Wednesday, December 23, 2009

albums of the decade - 28. Bjork - Vespertine


28. Bjork - Vespertine (2001)

Lifted from the blog Trouserpress: Bjork wrote to the newspaper I interned at - The Reykjavik Grapevine - during the summer of 2008 while I was there on an internship to comment on sexism in modern music and we responded. The coverage was just as brilliant as her greatest and incredibly textured album 'Vesperine':

Bjork:

"It could be that this is some degree of sexism. m.i.a. had to deal with this with the respected website pitchfork.com where they assumed that diplo had produced all of her kala album without reading any credit list or nothing , it just had to be, it couldn’t have been m.i.a. herself! it feel like still today after all these years people cannot imagine that woman can write, arrange or produce electronic music. i have had this experience many many times that the work i do on the computer gets credited to whatever male was in 10 meter radius during the job. people seem to accept that women can sing and play whatever instrument they are seen playing but they cannot program, arrange, produce, edit or write electronic music"

Trouserpress:

Pitchfork responded. So did Valgeir, and blogger after blogger. But is it all just a storm in a soundboard? Sveinn Birkir Björnsson, the editor of The Reykjavík Grapevine, seems to think so. The latest issue runs the following response alongside Björk’s original letter:

Grapevine:

Dear Björk,

After carefully reviewing past issues of the Grapevine, I have reached the conclusion that you are referring to a list in the back pages of Issue 10, where DJ B Ruff is asked to name his favorite albums. At number three, he names your album Vespertine and his full answer goes: “A little heavy but it’s really impressive how well Björk’s voice mingles with Valgeir Sigurðsson’s instrumentals. My favourite Björk album.”
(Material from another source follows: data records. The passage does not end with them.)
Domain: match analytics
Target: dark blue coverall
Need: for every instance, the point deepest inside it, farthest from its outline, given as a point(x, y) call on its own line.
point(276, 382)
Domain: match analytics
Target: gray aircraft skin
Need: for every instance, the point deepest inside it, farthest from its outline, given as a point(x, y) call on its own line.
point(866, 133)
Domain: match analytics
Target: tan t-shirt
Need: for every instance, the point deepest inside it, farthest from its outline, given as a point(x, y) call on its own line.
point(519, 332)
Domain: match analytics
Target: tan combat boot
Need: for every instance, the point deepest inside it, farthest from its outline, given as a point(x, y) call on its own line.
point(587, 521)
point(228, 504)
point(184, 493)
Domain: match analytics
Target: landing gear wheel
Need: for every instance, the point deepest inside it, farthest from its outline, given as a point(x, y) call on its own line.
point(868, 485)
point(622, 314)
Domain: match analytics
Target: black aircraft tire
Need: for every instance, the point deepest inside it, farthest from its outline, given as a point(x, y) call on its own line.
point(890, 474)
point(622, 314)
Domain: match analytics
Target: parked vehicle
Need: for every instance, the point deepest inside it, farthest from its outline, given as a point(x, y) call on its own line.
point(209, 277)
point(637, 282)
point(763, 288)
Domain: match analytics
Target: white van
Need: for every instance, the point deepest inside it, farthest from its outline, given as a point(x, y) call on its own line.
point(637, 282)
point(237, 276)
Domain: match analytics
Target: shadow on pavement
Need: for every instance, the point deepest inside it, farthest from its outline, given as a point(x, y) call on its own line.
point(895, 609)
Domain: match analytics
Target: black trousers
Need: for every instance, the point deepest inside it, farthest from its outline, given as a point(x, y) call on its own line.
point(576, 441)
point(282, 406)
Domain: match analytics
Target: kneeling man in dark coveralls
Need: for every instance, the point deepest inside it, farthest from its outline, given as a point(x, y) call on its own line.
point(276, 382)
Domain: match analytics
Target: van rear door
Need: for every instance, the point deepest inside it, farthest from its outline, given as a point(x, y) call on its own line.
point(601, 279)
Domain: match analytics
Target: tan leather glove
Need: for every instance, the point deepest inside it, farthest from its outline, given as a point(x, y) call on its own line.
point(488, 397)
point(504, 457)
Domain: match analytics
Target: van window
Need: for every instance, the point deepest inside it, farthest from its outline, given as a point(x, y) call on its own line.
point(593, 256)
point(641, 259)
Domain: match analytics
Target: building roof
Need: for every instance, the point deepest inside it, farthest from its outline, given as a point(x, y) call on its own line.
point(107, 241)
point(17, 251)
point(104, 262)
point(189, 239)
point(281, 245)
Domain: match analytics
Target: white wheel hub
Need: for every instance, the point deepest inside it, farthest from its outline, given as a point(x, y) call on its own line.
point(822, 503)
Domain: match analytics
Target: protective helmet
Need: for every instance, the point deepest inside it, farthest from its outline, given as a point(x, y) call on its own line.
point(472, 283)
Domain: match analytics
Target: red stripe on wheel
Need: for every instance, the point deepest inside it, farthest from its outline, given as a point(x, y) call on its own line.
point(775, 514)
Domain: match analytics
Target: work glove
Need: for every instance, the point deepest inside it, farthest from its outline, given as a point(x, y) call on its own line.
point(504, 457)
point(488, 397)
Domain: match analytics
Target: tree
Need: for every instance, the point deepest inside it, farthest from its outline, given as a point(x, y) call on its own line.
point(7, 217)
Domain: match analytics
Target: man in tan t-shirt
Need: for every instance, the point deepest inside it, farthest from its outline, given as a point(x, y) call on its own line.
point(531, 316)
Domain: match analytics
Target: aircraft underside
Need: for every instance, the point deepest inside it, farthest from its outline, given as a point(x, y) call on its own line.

Seeing as this is a direct quote to DJ B Ruff, we have a hard time correcting him, without directly misquoting him. It is our policy to rather let people be wrong than misquoted.

The Grapevine has never claimed that Valgeir Sigurðsson was directly involved in the creative process of your album. In fact we have in the past published interviews with Valgeir where he directly refutes this.

But I do hope that this input from you will finally correct what seems to be a common misconception.

Editor

It’s a bit embarrassing to criticise people for not doing their research properly and then be caught out doing the same. But regardless of whether she’s right or wrong on the specifics, Björk has a point. And that’s just one reason why Wears The Trousers exists, and one more reason to love her.